There was very little activity in the brain network that includes the insula and the anterior cingulated cortex, when Hoarders looked at someone else’s junk.  However, when Hoarders were asked if their papers should be shredded, the network sparked wildly.

“These two regions are commonly thought to constitute a network involved with the understanding of the relative importance or significance of something,” Tomlin said.  “when hoarding participants were not making a decision that was personally relevant it was underactive.  That may explain how a person can live in a horrible environment and not seem to care about it.  The flip side is that when there’s a personally relevant decision in front of them, such as whether to discard something they own, the region gets hyperactive and they are overwhelmed.”

Tolin felt the hyperactivity sparked un unpleasant sensation, so hoarders avoid making those decisions to avoid the feeling.  No one knows if hoarders are born with this wiring of their brains, or if the right environmental factors simply set the hoarder in to motion.  Tolin stated this is possibly why conventional treatments of cognitive behavioral therapy do not work well.

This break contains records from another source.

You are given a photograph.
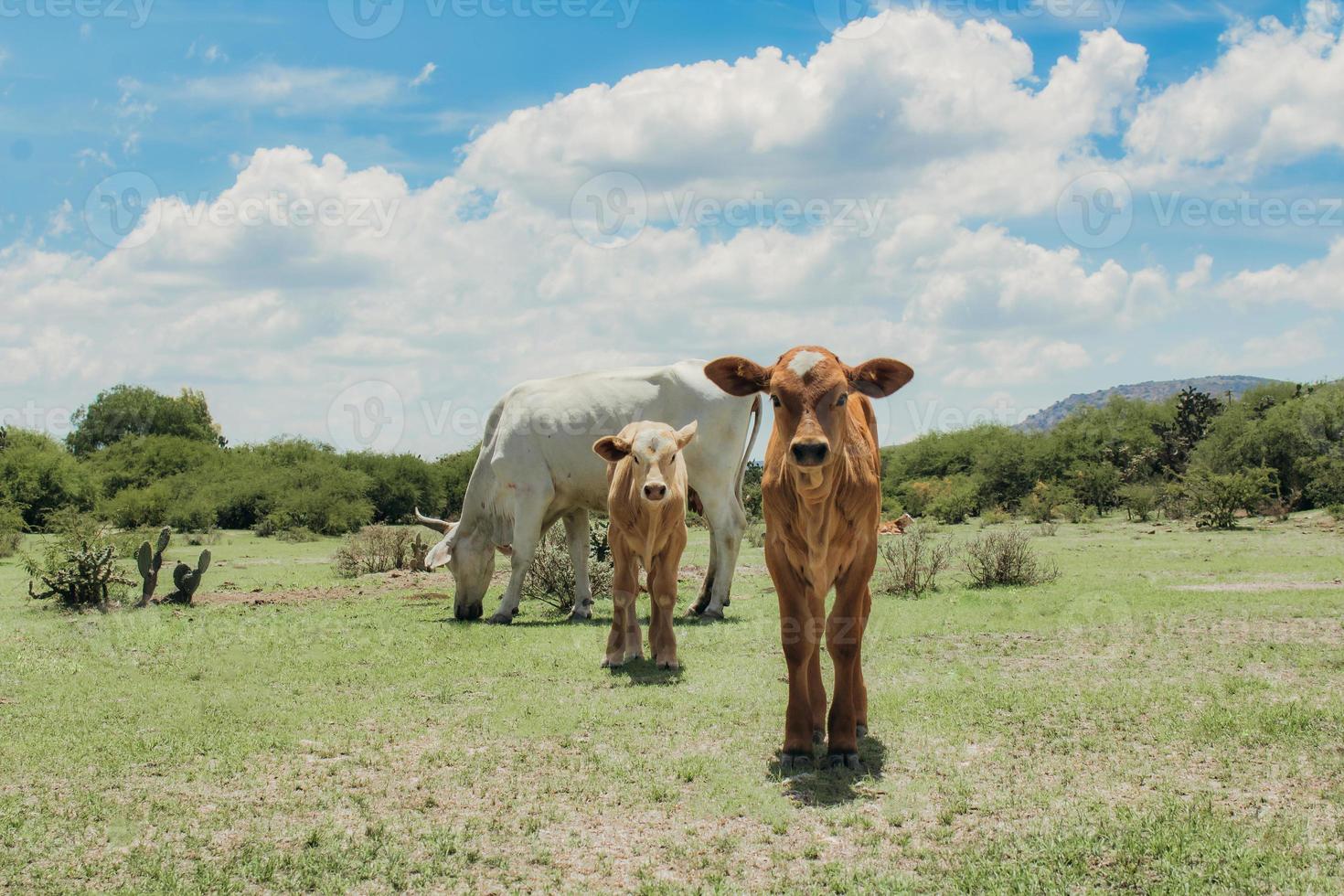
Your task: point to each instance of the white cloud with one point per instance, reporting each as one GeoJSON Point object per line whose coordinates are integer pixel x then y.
{"type": "Point", "coordinates": [1289, 348]}
{"type": "Point", "coordinates": [1024, 360]}
{"type": "Point", "coordinates": [926, 109]}
{"type": "Point", "coordinates": [292, 89]}
{"type": "Point", "coordinates": [1272, 97]}
{"type": "Point", "coordinates": [59, 222]}
{"type": "Point", "coordinates": [426, 73]}
{"type": "Point", "coordinates": [1316, 283]}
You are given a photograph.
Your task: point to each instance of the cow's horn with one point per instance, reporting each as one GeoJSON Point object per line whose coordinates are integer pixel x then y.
{"type": "Point", "coordinates": [443, 526]}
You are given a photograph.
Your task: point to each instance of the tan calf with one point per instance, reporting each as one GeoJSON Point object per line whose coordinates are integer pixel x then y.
{"type": "Point", "coordinates": [646, 495]}
{"type": "Point", "coordinates": [821, 496]}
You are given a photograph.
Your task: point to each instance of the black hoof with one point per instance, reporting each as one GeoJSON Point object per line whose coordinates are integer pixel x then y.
{"type": "Point", "coordinates": [846, 761]}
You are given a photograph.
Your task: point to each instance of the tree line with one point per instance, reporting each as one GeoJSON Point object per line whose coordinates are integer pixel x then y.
{"type": "Point", "coordinates": [139, 458]}
{"type": "Point", "coordinates": [1280, 448]}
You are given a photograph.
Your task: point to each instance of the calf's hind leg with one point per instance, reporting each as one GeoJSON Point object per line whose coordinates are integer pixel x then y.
{"type": "Point", "coordinates": [663, 598]}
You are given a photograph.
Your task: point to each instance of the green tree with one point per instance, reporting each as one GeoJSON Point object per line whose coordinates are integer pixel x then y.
{"type": "Point", "coordinates": [136, 410]}
{"type": "Point", "coordinates": [37, 475]}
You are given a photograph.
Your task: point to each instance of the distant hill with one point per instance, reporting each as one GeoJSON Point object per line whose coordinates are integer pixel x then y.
{"type": "Point", "coordinates": [1217, 386]}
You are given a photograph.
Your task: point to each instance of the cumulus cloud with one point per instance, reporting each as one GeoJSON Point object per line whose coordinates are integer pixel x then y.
{"type": "Point", "coordinates": [1273, 97]}
{"type": "Point", "coordinates": [425, 74]}
{"type": "Point", "coordinates": [875, 116]}
{"type": "Point", "coordinates": [292, 89]}
{"type": "Point", "coordinates": [305, 275]}
{"type": "Point", "coordinates": [1014, 361]}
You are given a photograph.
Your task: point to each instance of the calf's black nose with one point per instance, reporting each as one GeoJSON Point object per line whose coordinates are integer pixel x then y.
{"type": "Point", "coordinates": [809, 453]}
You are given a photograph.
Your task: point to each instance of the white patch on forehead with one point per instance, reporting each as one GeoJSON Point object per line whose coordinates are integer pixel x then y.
{"type": "Point", "coordinates": [649, 441]}
{"type": "Point", "coordinates": [803, 363]}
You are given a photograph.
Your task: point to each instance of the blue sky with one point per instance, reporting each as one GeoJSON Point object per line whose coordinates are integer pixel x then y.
{"type": "Point", "coordinates": [937, 146]}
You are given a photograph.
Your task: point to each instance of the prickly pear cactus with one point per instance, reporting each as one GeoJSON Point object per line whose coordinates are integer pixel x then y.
{"type": "Point", "coordinates": [187, 579]}
{"type": "Point", "coordinates": [149, 559]}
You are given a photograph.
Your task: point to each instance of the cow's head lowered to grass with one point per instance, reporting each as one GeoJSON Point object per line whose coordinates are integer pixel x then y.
{"type": "Point", "coordinates": [809, 389]}
{"type": "Point", "coordinates": [469, 557]}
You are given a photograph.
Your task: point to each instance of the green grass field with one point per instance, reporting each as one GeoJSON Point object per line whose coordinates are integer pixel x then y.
{"type": "Point", "coordinates": [1167, 716]}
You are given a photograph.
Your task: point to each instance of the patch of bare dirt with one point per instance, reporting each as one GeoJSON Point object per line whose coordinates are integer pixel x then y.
{"type": "Point", "coordinates": [1261, 586]}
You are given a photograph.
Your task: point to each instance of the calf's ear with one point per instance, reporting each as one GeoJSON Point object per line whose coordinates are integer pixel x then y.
{"type": "Point", "coordinates": [612, 448]}
{"type": "Point", "coordinates": [738, 377]}
{"type": "Point", "coordinates": [880, 377]}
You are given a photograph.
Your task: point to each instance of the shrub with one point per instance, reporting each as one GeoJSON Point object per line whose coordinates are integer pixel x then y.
{"type": "Point", "coordinates": [1175, 501]}
{"type": "Point", "coordinates": [11, 529]}
{"type": "Point", "coordinates": [953, 500]}
{"type": "Point", "coordinates": [912, 561]}
{"type": "Point", "coordinates": [375, 549]}
{"type": "Point", "coordinates": [995, 516]}
{"type": "Point", "coordinates": [1006, 559]}
{"type": "Point", "coordinates": [1044, 501]}
{"type": "Point", "coordinates": [78, 567]}
{"type": "Point", "coordinates": [1140, 501]}
{"type": "Point", "coordinates": [1217, 498]}
{"type": "Point", "coordinates": [1095, 484]}
{"type": "Point", "coordinates": [551, 575]}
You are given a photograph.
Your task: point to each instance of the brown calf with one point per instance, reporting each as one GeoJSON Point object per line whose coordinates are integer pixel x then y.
{"type": "Point", "coordinates": [821, 495]}
{"type": "Point", "coordinates": [646, 496]}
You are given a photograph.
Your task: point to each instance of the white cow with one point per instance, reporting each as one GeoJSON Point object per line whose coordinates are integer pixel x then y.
{"type": "Point", "coordinates": [538, 466]}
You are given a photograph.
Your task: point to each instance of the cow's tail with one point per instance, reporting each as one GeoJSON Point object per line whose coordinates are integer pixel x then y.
{"type": "Point", "coordinates": [746, 455]}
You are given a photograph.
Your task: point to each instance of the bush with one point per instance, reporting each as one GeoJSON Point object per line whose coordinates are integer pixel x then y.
{"type": "Point", "coordinates": [1140, 501]}
{"type": "Point", "coordinates": [1044, 501]}
{"type": "Point", "coordinates": [78, 567]}
{"type": "Point", "coordinates": [1175, 501]}
{"type": "Point", "coordinates": [1217, 498]}
{"type": "Point", "coordinates": [11, 529]}
{"type": "Point", "coordinates": [912, 561]}
{"type": "Point", "coordinates": [375, 549]}
{"type": "Point", "coordinates": [551, 575]}
{"type": "Point", "coordinates": [1006, 559]}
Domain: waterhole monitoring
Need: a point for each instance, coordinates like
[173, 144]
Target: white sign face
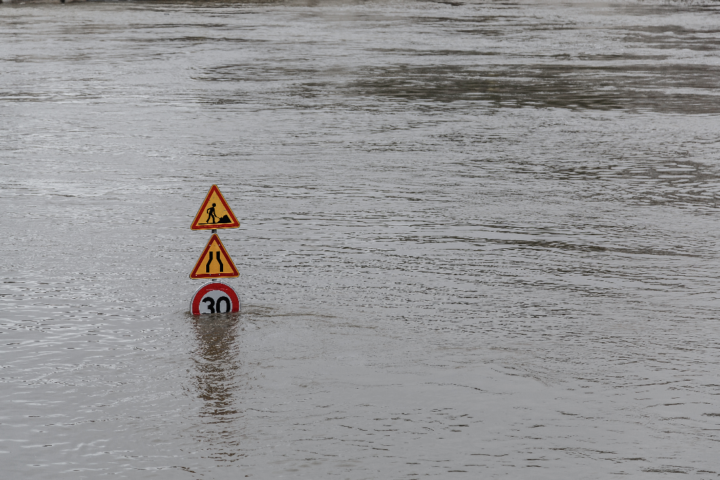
[214, 297]
[215, 301]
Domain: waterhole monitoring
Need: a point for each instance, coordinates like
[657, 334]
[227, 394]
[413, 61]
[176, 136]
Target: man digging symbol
[211, 214]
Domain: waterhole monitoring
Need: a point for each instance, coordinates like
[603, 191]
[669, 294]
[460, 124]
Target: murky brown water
[476, 238]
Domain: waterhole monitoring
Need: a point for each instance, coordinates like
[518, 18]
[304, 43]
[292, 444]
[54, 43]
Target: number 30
[212, 304]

Tolin said, “Part of what we’re doing is teaching and drilling the hoarder on appropriate decision  
making.”  Tolin said a therapist might coach a hoarder by going through a pile of papers and asking questions that naturally come to others.  Such as; is this something I’ve used in the last six months? If I didn’t have this would I be worse off?  Is this of good quality and worth keeping?

Hoarders are used to responding  to the overwhelming impact of these brain regions.  When they start practicing doing it this way, they are actually teaching their brains not to have that same reaction.

Compulsive Hoarding Disorder can be characterized in two parts of a whole:

(1) the accumulation of physical things that have little or no value, and

(2) the difficulty in discarding these accumulated things. Among the most common things that are collected are newspapers, mail, lists, and notes.

Compulsive Hoarding Disorder is said to be interconnected and/or related to other disorders, including depression, social anxiety, and bipolar disorder. It may also be seen in patients who exhibit anorexia nervosa, schizophrenia, dementia, and other psychotic disorders.

When seen in conjunction with other diseases, it is most often seen alongside Obsessive-Compulsive disorder. Compulsive Hoarding Disorder may run in families.

Compulsive hoarding may be caused by problems in the following areas: information processing, beliefs about possessions, and emotional distress about discarding possessions. In information processing, people may have difficulty remembering and knowing what to do about their possessions.
 
Exaggerated belief in the value of possessions means that people may think of their possessions as an indispensable part of them, even if their possessions amount to nothing more than a pile of torn newspapers or paperclips. Emotional distress from discarding possessions also comes from having unnecessary value attached to them, and hence the possessor may have anxiety and worry when discarding his or her possessions.

People with compulsive hoarding disorder may also have difficulty socializing, as they are concerned about the embarrassment their often immense clutter could cause.

Compulsive hoarding can be said to eventually lead to isolation because of this embarrassment.